Apesar do sucesso de “Bloco na Rua”, Sérgio não conseguiu deslanchar comercialmente, ao contrário do amigo Raulzito. Não faltavam grandes canções e discos: Lançado em 1976, tem que Acontecer é uma obra-prima, na qual se destacam as faixas Que Loucura, Cada Lugar na Sua Coisa, Ninguém vive por mim e tantas outros clássicos obscuros da música popular brasileira.
“Ele era um cara mais preocupado em fazer do que em se promover”, diz João “Era também impulsivo. Após a gravação de Tem que acontecer, Roberto Moura, produtor do álbum, avisou que seria importante fazer ações para ‘colocar o disco na rua’. O Sergio simplesmente pegou o carro e se trancou em Cachoeiro. Um diretor de gravadora disse uma vez: 'Você pode me trazer tudo o que vier desse cara, só não quero ele na minha gravadora'."
Avesso à autopromoção, Sergio morreu em relativo esquecimento, mas o crescente número de “sampaiófilos” atesta a atemporalidade de suas composições. O Viva Sampaio tem funcionado como um ponto de encontro para iniciativas relacionadas à música do cachoeirense. Para comemorar os 70 anos de Sérgio, Aline Dias organizou, com apoio do projeto de João, o concurso literário “Sem a Loucura Não Dá”, que reúne uma série de crônicas e textos inspirados em canções do compositor.

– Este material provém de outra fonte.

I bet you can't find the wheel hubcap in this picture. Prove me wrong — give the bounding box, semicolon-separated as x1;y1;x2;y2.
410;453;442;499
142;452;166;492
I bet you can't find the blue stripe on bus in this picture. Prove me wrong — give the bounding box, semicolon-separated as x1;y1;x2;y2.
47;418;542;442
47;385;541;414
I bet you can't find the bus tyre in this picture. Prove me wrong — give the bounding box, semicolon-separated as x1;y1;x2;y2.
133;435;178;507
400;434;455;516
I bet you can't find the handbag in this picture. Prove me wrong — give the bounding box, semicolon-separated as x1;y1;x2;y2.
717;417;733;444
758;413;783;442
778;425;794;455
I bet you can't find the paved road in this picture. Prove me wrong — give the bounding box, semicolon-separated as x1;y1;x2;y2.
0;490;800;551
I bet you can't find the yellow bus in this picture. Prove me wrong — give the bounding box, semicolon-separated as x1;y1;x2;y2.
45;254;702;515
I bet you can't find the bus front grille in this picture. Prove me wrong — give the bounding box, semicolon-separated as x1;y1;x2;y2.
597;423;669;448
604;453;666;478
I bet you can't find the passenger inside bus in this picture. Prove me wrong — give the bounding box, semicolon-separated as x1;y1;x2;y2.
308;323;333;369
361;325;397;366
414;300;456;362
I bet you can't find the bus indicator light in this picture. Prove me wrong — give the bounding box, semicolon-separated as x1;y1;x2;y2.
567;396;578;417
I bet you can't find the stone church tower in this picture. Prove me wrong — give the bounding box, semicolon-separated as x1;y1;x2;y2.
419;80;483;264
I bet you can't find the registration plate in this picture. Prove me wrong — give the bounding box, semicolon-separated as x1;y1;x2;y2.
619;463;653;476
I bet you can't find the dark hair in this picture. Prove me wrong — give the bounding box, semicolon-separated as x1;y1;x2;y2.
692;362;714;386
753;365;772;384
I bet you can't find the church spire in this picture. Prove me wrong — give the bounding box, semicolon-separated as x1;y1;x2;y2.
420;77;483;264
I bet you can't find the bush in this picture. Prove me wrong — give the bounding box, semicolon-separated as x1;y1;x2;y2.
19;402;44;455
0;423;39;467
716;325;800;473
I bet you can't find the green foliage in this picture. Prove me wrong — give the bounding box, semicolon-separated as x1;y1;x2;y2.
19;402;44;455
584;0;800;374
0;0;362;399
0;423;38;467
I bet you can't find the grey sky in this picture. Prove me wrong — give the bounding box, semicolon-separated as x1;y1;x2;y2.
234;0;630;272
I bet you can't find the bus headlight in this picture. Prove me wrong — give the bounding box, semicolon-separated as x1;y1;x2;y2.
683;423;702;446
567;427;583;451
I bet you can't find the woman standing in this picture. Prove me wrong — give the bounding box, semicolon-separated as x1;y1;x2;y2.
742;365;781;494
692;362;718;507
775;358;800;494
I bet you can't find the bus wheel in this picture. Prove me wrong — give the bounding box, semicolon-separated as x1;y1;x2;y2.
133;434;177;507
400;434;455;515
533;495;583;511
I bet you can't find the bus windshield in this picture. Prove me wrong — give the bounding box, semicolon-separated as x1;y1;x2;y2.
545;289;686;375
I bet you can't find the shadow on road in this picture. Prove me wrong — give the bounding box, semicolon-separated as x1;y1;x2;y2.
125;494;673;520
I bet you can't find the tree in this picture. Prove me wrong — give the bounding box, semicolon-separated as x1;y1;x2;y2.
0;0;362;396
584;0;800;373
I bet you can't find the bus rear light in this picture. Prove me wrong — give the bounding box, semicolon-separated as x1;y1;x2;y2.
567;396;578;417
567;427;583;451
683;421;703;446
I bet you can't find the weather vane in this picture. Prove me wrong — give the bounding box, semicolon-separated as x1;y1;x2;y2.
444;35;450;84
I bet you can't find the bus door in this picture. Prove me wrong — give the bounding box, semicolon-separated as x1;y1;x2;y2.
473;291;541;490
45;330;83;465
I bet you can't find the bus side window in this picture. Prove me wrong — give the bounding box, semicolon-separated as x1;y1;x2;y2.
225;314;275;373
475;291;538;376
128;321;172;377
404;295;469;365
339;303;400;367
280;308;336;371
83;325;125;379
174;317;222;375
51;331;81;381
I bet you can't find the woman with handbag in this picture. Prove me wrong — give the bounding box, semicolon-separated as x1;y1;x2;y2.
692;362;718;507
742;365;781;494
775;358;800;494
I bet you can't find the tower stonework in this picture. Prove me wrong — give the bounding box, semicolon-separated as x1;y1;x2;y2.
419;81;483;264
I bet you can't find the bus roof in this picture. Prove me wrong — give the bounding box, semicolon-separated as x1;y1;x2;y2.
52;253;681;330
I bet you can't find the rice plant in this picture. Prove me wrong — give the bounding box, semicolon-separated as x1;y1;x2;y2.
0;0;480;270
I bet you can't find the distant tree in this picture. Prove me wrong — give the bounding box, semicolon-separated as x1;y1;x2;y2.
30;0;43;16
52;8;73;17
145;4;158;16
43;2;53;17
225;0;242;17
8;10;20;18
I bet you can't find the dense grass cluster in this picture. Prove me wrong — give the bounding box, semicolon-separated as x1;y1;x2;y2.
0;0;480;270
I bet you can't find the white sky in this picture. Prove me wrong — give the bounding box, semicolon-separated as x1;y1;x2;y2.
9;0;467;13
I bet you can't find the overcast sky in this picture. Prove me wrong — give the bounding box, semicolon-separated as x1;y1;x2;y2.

Em tempos em que o povo brasileiro parece anestesiado frente aos desmandos na política, a poesia do desbunde de Sampaio volta a ser atual. “Quando você fala sobre o ser humano, a obra torna-se atemporal. O contexto muda, mas as angústias são as mesmas”, analisa João. Sérgio parecia buscar uma saída ao silencio de sua época. Com a promessa de ser barulhento, o carnaval de 2017 confirma uma das máximas de Cada Lugar na Sua Coisa: “lugar de samba-enredo é no asfalto”.